Behind the CSScenes, October 2022

Well, hey, welcome back to Behind the CSScenes! These posts are like little check-ins we’re doing each month to give you a peek behind what we’re doing here at CSS-Tricks, as well as a chance for us to pause and celebrate a few things.

There’s more work to do, of course! This month, we have a little more to share with you on the development side of things, plus a roundup of some recent activity around here. So, let’s dial in Haley Mills for the latest.

[Haley:] September was a busy month for our team! We published 16 articles by guest authors and another 15 by folks on our team. In addition to these, we’ve been updating many of the older articles, including adding freshly-linked resources. We’ve already updated over 50 articles and will continue these efforts as part of our day-to-day work. Thank you to the team and the awesome authors who contributed this content!

Have a suggestion for a guide that you’d love to see? Let us know in the comments!

Thanks for reading the content updates! Next up we have our senior web developer, David Berg, with an update on the back-end work we’re doing to move CSS-Tricks to a new CMS.

If anything has been challenging so far, it’s been aligning the WordPress data from the current site with the structure of our internal system. Our team currently uses a properly vetted, maintained, and organized PostgreSQL database that interfaces with the client through an array of in-repository services over which we maintain tight code control and quality. The WordPress database structure is unintuitive — at least to me and our team — and has required our team to find obscure and maybe overly complex solutions to mash these things together.

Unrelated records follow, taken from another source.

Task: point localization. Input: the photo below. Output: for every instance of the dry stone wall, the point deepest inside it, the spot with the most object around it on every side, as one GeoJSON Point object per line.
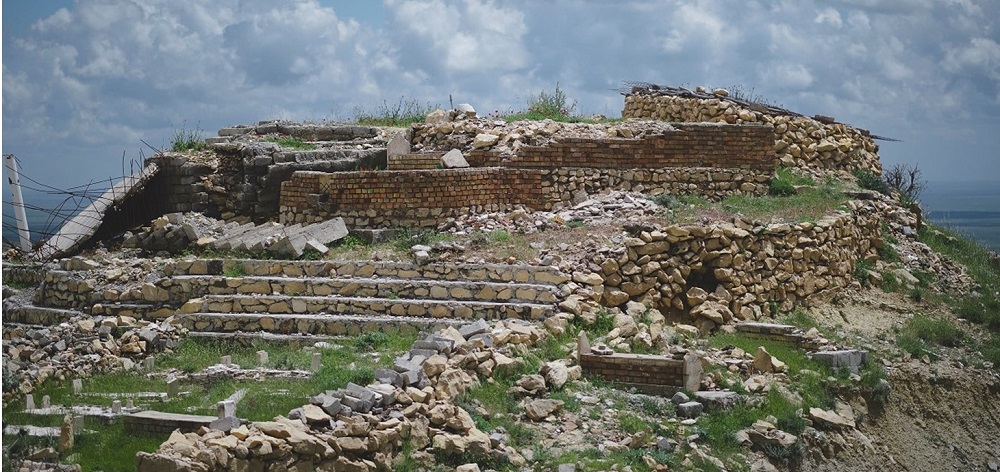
{"type": "Point", "coordinates": [726, 272]}
{"type": "Point", "coordinates": [799, 141]}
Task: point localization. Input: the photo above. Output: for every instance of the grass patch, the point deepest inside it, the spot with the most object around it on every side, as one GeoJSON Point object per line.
{"type": "Point", "coordinates": [187, 140]}
{"type": "Point", "coordinates": [920, 333]}
{"type": "Point", "coordinates": [810, 204]}
{"type": "Point", "coordinates": [400, 113]}
{"type": "Point", "coordinates": [631, 423]}
{"type": "Point", "coordinates": [861, 269]}
{"type": "Point", "coordinates": [870, 181]}
{"type": "Point", "coordinates": [785, 180]}
{"type": "Point", "coordinates": [234, 270]}
{"type": "Point", "coordinates": [112, 449]}
{"type": "Point", "coordinates": [801, 319]}
{"type": "Point", "coordinates": [293, 143]}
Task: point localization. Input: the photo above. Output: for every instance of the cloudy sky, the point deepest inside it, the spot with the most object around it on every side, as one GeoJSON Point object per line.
{"type": "Point", "coordinates": [84, 81]}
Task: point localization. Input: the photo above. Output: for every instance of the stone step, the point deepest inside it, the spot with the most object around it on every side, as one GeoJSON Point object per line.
{"type": "Point", "coordinates": [316, 325]}
{"type": "Point", "coordinates": [283, 304]}
{"type": "Point", "coordinates": [136, 310]}
{"type": "Point", "coordinates": [38, 315]}
{"type": "Point", "coordinates": [191, 286]}
{"type": "Point", "coordinates": [521, 273]}
{"type": "Point", "coordinates": [247, 338]}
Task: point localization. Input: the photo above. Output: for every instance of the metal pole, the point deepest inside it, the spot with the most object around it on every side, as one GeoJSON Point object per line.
{"type": "Point", "coordinates": [22, 219]}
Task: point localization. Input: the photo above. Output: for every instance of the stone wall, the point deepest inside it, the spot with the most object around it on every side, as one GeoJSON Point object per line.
{"type": "Point", "coordinates": [180, 185]}
{"type": "Point", "coordinates": [713, 160]}
{"type": "Point", "coordinates": [739, 271]}
{"type": "Point", "coordinates": [799, 141]}
{"type": "Point", "coordinates": [649, 374]}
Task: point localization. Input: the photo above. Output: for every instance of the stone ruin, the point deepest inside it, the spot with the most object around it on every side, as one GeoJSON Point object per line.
{"type": "Point", "coordinates": [434, 172]}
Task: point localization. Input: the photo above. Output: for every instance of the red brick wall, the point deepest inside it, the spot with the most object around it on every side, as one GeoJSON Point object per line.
{"type": "Point", "coordinates": [748, 147]}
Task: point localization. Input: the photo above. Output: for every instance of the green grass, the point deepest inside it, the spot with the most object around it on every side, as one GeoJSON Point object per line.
{"type": "Point", "coordinates": [401, 113]}
{"type": "Point", "coordinates": [719, 427]}
{"type": "Point", "coordinates": [870, 181]}
{"type": "Point", "coordinates": [114, 450]}
{"type": "Point", "coordinates": [234, 270]}
{"type": "Point", "coordinates": [631, 424]}
{"type": "Point", "coordinates": [187, 140]}
{"type": "Point", "coordinates": [861, 270]}
{"type": "Point", "coordinates": [983, 306]}
{"type": "Point", "coordinates": [810, 204]}
{"type": "Point", "coordinates": [922, 333]}
{"type": "Point", "coordinates": [801, 319]}
{"type": "Point", "coordinates": [293, 142]}
{"type": "Point", "coordinates": [785, 180]}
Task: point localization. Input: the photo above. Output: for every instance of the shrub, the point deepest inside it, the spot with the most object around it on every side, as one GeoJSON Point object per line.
{"type": "Point", "coordinates": [906, 181]}
{"type": "Point", "coordinates": [404, 112]}
{"type": "Point", "coordinates": [781, 188]}
{"type": "Point", "coordinates": [861, 269]}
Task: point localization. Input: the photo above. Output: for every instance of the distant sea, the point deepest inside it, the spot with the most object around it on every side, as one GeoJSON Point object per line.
{"type": "Point", "coordinates": [41, 224]}
{"type": "Point", "coordinates": [971, 208]}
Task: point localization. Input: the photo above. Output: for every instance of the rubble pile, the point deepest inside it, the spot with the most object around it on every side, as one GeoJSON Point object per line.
{"type": "Point", "coordinates": [81, 347]}
{"type": "Point", "coordinates": [363, 427]}
{"type": "Point", "coordinates": [176, 232]}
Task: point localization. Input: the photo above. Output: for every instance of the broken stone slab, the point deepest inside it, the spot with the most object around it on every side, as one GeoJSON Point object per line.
{"type": "Point", "coordinates": [225, 424]}
{"type": "Point", "coordinates": [690, 409]}
{"type": "Point", "coordinates": [390, 377]}
{"type": "Point", "coordinates": [717, 399]}
{"type": "Point", "coordinates": [852, 359]}
{"type": "Point", "coordinates": [399, 145]}
{"type": "Point", "coordinates": [454, 159]}
{"type": "Point", "coordinates": [402, 364]}
{"type": "Point", "coordinates": [478, 327]}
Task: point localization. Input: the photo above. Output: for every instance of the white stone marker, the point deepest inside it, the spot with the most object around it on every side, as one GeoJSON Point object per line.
{"type": "Point", "coordinates": [226, 409]}
{"type": "Point", "coordinates": [78, 424]}
{"type": "Point", "coordinates": [173, 387]}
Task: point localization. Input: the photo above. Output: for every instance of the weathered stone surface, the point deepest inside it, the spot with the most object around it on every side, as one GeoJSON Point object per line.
{"type": "Point", "coordinates": [538, 410]}
{"type": "Point", "coordinates": [765, 362]}
{"type": "Point", "coordinates": [830, 418]}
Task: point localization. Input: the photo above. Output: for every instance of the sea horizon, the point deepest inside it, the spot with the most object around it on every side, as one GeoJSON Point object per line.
{"type": "Point", "coordinates": [971, 208]}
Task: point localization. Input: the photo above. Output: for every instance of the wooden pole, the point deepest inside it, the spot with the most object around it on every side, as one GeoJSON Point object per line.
{"type": "Point", "coordinates": [22, 219]}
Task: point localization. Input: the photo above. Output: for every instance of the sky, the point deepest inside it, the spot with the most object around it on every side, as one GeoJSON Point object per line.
{"type": "Point", "coordinates": [85, 81]}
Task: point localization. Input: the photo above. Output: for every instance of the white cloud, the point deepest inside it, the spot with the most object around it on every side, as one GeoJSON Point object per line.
{"type": "Point", "coordinates": [102, 73]}
{"type": "Point", "coordinates": [829, 16]}
{"type": "Point", "coordinates": [788, 75]}
{"type": "Point", "coordinates": [691, 25]}
{"type": "Point", "coordinates": [979, 53]}
{"type": "Point", "coordinates": [467, 36]}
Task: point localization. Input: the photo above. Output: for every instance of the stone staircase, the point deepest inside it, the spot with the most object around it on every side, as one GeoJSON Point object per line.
{"type": "Point", "coordinates": [214, 297]}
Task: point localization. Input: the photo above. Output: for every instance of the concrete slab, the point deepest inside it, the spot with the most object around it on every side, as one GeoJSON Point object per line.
{"type": "Point", "coordinates": [77, 231]}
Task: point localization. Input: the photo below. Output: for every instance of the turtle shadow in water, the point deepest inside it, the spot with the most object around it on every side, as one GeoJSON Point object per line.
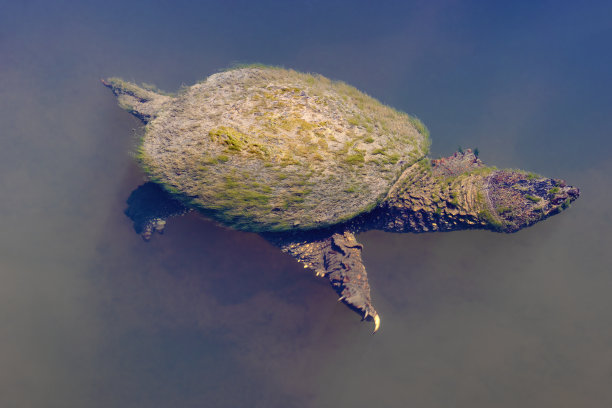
{"type": "Point", "coordinates": [230, 278]}
{"type": "Point", "coordinates": [148, 207]}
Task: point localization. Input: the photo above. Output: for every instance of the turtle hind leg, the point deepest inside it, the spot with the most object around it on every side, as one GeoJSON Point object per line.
{"type": "Point", "coordinates": [336, 256]}
{"type": "Point", "coordinates": [149, 206]}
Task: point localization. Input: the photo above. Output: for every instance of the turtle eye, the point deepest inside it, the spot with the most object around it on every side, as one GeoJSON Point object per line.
{"type": "Point", "coordinates": [522, 199]}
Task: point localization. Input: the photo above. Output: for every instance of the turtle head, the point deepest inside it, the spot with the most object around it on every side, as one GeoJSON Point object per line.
{"type": "Point", "coordinates": [517, 199]}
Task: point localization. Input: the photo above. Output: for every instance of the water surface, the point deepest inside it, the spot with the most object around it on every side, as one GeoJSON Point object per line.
{"type": "Point", "coordinates": [92, 316]}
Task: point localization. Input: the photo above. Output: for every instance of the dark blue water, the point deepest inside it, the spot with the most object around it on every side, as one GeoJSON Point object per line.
{"type": "Point", "coordinates": [92, 316]}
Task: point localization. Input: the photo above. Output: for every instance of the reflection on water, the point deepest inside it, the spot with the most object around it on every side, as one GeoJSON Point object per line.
{"type": "Point", "coordinates": [92, 316]}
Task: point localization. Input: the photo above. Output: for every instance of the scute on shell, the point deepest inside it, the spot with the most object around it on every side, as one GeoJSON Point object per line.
{"type": "Point", "coordinates": [270, 149]}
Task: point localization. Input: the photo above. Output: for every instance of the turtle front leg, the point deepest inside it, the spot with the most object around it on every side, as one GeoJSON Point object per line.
{"type": "Point", "coordinates": [337, 257]}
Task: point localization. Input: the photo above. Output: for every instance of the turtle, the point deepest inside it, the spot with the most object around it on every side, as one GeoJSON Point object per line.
{"type": "Point", "coordinates": [309, 163]}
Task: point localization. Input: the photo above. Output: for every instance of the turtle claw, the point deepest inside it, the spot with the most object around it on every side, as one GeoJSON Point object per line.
{"type": "Point", "coordinates": [338, 258]}
{"type": "Point", "coordinates": [376, 323]}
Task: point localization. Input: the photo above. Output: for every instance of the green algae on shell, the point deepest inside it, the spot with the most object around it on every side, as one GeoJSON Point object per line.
{"type": "Point", "coordinates": [270, 149]}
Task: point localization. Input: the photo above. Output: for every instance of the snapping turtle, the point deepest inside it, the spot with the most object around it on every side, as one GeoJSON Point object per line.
{"type": "Point", "coordinates": [308, 162]}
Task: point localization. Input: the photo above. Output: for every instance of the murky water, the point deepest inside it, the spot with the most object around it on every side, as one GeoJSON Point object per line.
{"type": "Point", "coordinates": [92, 316]}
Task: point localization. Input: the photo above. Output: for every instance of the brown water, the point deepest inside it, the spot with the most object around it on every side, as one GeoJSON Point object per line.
{"type": "Point", "coordinates": [92, 316]}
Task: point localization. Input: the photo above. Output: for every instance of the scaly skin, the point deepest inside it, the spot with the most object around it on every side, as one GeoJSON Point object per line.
{"type": "Point", "coordinates": [458, 192]}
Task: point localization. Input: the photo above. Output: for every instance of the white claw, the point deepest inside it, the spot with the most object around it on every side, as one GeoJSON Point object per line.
{"type": "Point", "coordinates": [376, 323]}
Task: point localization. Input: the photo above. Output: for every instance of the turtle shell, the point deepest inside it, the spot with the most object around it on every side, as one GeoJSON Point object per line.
{"type": "Point", "coordinates": [270, 149]}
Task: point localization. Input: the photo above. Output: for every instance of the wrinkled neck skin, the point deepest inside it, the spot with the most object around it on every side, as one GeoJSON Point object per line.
{"type": "Point", "coordinates": [460, 192]}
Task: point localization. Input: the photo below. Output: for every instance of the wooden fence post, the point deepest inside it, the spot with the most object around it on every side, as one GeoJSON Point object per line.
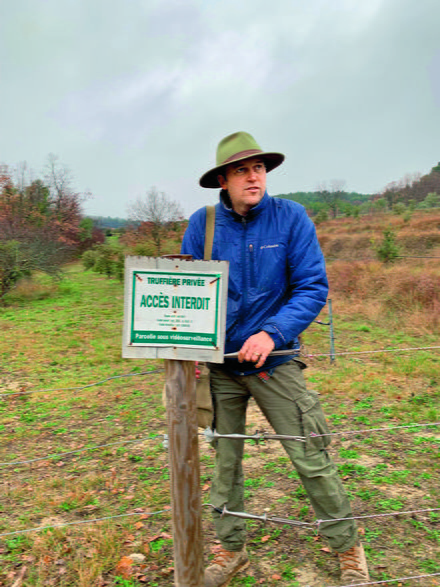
{"type": "Point", "coordinates": [184, 473]}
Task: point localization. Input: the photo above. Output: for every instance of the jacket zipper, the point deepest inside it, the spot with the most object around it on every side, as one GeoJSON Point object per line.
{"type": "Point", "coordinates": [244, 282]}
{"type": "Point", "coordinates": [252, 264]}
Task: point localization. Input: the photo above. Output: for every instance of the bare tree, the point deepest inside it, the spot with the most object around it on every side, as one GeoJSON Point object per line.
{"type": "Point", "coordinates": [158, 211]}
{"type": "Point", "coordinates": [331, 195]}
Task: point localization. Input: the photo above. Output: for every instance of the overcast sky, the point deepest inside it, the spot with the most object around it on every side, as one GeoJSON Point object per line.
{"type": "Point", "coordinates": [132, 94]}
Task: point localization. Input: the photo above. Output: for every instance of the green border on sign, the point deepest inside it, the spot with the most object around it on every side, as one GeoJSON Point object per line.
{"type": "Point", "coordinates": [170, 338]}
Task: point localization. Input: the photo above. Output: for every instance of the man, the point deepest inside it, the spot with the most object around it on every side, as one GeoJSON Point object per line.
{"type": "Point", "coordinates": [277, 287]}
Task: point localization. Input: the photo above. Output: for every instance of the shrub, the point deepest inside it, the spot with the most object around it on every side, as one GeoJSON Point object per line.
{"type": "Point", "coordinates": [388, 250]}
{"type": "Point", "coordinates": [105, 259]}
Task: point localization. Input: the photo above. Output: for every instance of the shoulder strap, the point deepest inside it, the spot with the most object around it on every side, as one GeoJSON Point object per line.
{"type": "Point", "coordinates": [209, 232]}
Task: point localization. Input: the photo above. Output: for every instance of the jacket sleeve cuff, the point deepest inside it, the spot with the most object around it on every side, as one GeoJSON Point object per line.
{"type": "Point", "coordinates": [275, 335]}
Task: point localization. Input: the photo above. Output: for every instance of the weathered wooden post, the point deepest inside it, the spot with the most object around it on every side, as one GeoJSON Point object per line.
{"type": "Point", "coordinates": [184, 472]}
{"type": "Point", "coordinates": [175, 309]}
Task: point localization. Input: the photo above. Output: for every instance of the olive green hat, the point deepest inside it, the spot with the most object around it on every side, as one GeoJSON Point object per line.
{"type": "Point", "coordinates": [238, 147]}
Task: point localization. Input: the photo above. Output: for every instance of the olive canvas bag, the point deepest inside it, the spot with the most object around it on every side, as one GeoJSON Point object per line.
{"type": "Point", "coordinates": [205, 412]}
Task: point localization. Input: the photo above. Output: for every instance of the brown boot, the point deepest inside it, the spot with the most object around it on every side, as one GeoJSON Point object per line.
{"type": "Point", "coordinates": [225, 565]}
{"type": "Point", "coordinates": [353, 565]}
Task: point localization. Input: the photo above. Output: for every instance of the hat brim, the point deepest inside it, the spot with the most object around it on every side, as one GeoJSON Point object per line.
{"type": "Point", "coordinates": [210, 178]}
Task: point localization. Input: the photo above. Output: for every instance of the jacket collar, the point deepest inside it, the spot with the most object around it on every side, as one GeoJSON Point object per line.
{"type": "Point", "coordinates": [226, 206]}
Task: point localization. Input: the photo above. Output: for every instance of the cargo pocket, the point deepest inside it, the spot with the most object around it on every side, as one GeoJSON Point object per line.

That said, migrating CSS-Tricks content over to our in-house solution allows us to ensure the integrity and future-proofing of complex database relationships. Through this process, we can slim down the time it takes to query the database, improve efficiencies of three (or more)-dimensional relationships, and accurately model new relationships according to new features we might develop down the road.

In short, that means we will no longer be reliant on a monolithic WordPress instance to serve a response to every request. We can statically export all the publicly accessible content to a CDN, with the services handling edit operations only when needed.

[Haley:] Speaking of a more robust back end architecture, something else happening behind the scenes is a new form for guest authors submitting article proposals to us for publication.

While it might seem like a fairly minor thing, it’s a big deal as far as making it easier to share your proposals and making sure nothing falls through the cracks — so we have fresh new front-end content to publish for you on a consistent basis!

Passing it back to Geoff with my favorite part of these updates: author highlights!

[Geoff:] The articles you read here at CSS-Tricks are written by folks like yourself. It’s amazing just how gosh darned smart this community is and all the ideas that get passed around here. In fact, we welcomed 5 new voices this past month:

High fives to all these folks, and to you for reading. ✋ We wouldn’t be doing this without y’all.